15. The flash memory system as claimed in

claim 8

, wherein said memory controller further comprises a priority link for indicating which scope is the least significant.

16. The flash memory system as claimed in

claim 15

, wherein said replacing means replaces said address translating information stored in said scope which is indicated as the least significant scope by said priority link with address translating information for said area selected by the area address.

17. The flash memory system as claimed in

claim 8

, wherein said flash memory includes a plurality of flash memory cells, each of which can store more than 2 bits.

18. A method for accessing a flash memory divided into m areas comprising the steps of receiving a host address supplied from a host computer, selecting one of n (n<m) scopes constituting an address translation table based on a first portion of said host address, converting a second portion of said host address into a converted address based on address translating information read from the selected scope, and accessing said flash memory based on at least said converted address.
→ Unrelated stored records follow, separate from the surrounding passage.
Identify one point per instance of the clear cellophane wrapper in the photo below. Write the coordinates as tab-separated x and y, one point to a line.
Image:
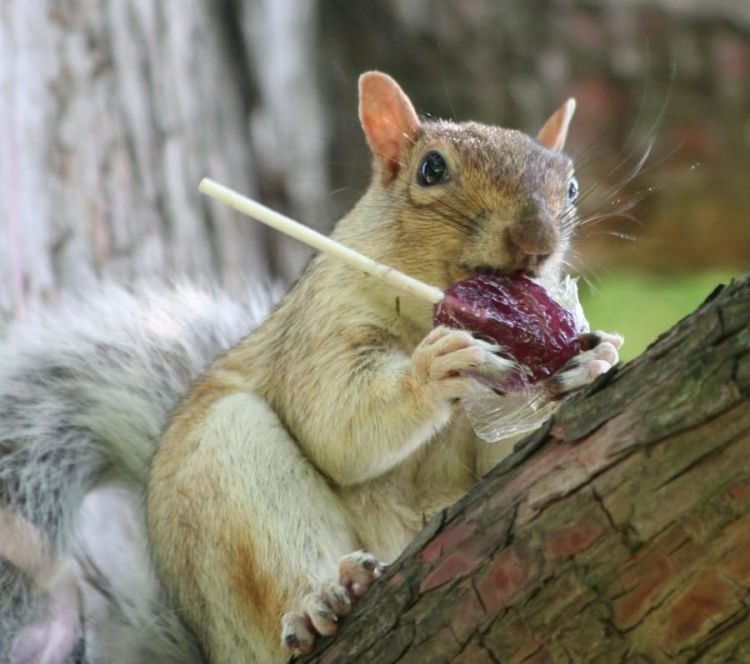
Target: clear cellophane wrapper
495	417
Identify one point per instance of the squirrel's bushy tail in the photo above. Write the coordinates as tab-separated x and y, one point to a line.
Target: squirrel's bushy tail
85	391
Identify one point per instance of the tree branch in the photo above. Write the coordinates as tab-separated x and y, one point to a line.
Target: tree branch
620	529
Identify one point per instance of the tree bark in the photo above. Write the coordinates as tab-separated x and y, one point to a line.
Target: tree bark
620	531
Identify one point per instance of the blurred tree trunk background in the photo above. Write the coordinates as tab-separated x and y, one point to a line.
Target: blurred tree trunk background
111	112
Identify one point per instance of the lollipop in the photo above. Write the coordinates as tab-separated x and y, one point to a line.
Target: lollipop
518	315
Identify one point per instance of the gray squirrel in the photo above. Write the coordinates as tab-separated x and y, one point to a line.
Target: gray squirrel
280	467
86	387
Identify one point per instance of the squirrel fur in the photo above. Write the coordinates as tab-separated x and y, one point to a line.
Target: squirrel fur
313	449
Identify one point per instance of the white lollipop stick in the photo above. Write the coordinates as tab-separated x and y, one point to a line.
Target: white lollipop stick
319	241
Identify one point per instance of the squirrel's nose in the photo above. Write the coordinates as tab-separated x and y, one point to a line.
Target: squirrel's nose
529	245
532	239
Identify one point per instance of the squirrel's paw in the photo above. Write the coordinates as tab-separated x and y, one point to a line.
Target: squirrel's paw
600	356
446	360
320	611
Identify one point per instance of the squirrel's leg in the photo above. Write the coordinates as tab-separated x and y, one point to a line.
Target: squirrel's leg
244	529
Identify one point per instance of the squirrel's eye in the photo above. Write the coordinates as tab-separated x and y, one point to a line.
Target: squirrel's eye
572	190
432	170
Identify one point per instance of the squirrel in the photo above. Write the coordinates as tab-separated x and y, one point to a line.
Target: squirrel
316	448
311	451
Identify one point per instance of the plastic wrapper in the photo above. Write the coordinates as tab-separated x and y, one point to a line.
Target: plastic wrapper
526	321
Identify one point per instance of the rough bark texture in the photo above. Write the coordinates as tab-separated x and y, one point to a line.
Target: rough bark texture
618	532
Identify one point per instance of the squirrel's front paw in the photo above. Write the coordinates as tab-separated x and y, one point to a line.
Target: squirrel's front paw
446	360
600	356
320	611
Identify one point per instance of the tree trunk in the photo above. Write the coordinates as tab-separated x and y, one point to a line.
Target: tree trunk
618	532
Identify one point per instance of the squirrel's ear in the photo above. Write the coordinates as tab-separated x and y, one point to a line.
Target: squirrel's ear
387	116
555	130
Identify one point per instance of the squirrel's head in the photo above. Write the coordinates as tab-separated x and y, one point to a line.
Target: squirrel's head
466	197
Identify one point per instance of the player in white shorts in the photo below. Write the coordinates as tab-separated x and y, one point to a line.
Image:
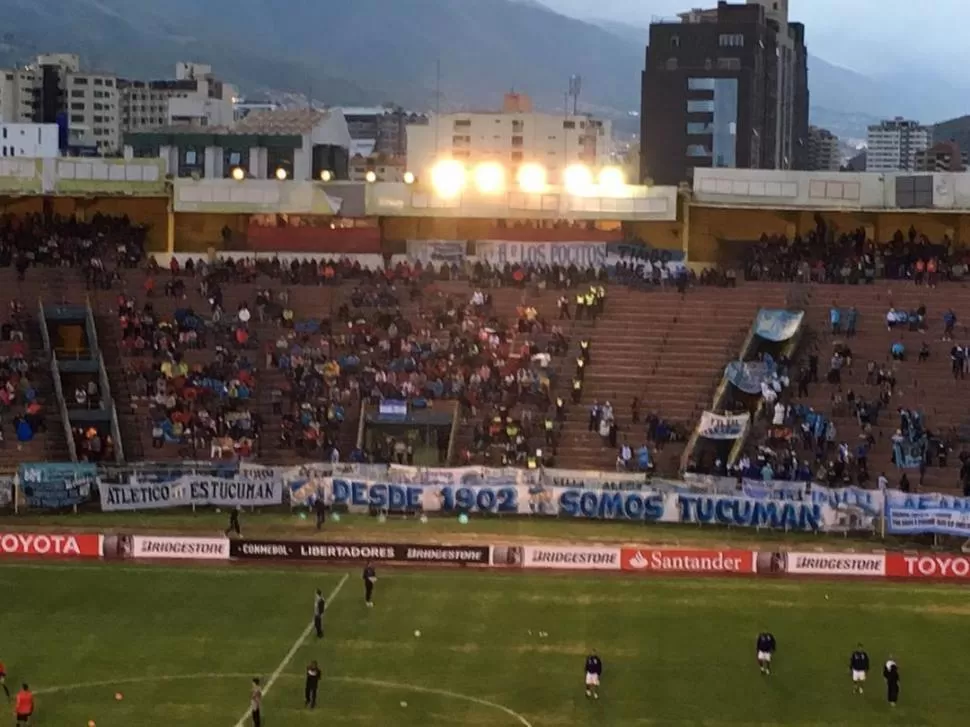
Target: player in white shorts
594	670
859	666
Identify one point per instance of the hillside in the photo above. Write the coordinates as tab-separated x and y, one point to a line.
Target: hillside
344	51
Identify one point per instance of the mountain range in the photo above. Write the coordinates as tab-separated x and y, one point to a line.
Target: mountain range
375	51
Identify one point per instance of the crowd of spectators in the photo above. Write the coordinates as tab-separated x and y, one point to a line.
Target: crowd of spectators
825	255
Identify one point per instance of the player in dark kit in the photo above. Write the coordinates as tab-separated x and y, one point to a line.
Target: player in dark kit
859	664
594	670
891	673
319	606
370	578
766	647
256	704
312	682
3	680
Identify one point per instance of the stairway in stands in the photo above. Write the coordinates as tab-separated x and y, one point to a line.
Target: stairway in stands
670	351
928	387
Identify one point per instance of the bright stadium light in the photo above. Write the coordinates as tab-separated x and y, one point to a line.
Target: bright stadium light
577	179
532	177
612	180
490	178
448	178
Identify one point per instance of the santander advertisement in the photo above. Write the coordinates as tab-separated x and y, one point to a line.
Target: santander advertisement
662	560
50	545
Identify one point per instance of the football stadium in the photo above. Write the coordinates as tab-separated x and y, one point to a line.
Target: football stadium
481	446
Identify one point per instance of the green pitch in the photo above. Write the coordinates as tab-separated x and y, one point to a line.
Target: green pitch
181	645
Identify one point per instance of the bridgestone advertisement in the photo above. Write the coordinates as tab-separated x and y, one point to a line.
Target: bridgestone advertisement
359	552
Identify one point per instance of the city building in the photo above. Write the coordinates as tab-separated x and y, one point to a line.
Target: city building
241	107
944	156
300	144
823	150
194	98
29	140
511	137
724	87
892	145
54	90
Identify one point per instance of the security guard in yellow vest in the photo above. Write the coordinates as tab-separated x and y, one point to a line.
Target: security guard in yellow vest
577	390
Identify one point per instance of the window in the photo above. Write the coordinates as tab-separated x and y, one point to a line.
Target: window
700	127
700	84
700	106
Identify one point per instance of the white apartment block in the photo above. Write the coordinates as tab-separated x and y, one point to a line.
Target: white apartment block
823	150
99	107
194	98
29	140
894	144
511	138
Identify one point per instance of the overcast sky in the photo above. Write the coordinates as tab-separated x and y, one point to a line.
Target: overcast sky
864	35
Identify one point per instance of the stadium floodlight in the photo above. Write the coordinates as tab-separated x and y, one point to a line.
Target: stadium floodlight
448	178
490	178
532	178
612	180
577	179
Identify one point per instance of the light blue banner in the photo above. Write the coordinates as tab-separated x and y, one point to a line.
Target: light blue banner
777	325
56	486
748	375
908	514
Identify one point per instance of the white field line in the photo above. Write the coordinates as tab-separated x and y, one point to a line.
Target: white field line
293	649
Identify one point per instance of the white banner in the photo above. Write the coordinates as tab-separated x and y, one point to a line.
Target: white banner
175	548
837	564
570	558
461	475
721	426
581	254
191	490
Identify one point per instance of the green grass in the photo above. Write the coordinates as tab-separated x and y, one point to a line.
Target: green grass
278	524
677	652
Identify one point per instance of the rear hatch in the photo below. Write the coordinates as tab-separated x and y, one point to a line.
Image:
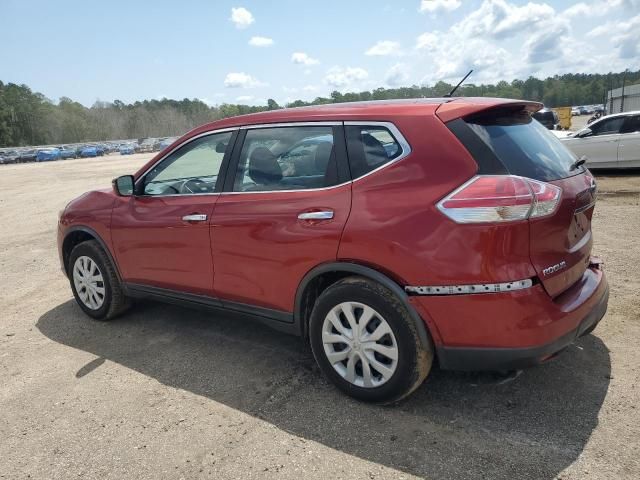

19. The method for accessing a flash memory as claimed in

claim 18

, wherein the method for accessing a flash memory further comprises the step of replacing said address translating information stored in one of said scopes with address translating information corresponding to said area selected by said first portion of said host address when said address translating information corresponding to an area selected by said first portion of said host address is not stored in any scopes of said address translation table.

20. The method for accessing a flash memory as claimed in

claim 19

, wherein the method for accessing a flash memory further comprises the step of determining a scope to be replaced during said replacing step based on an access history.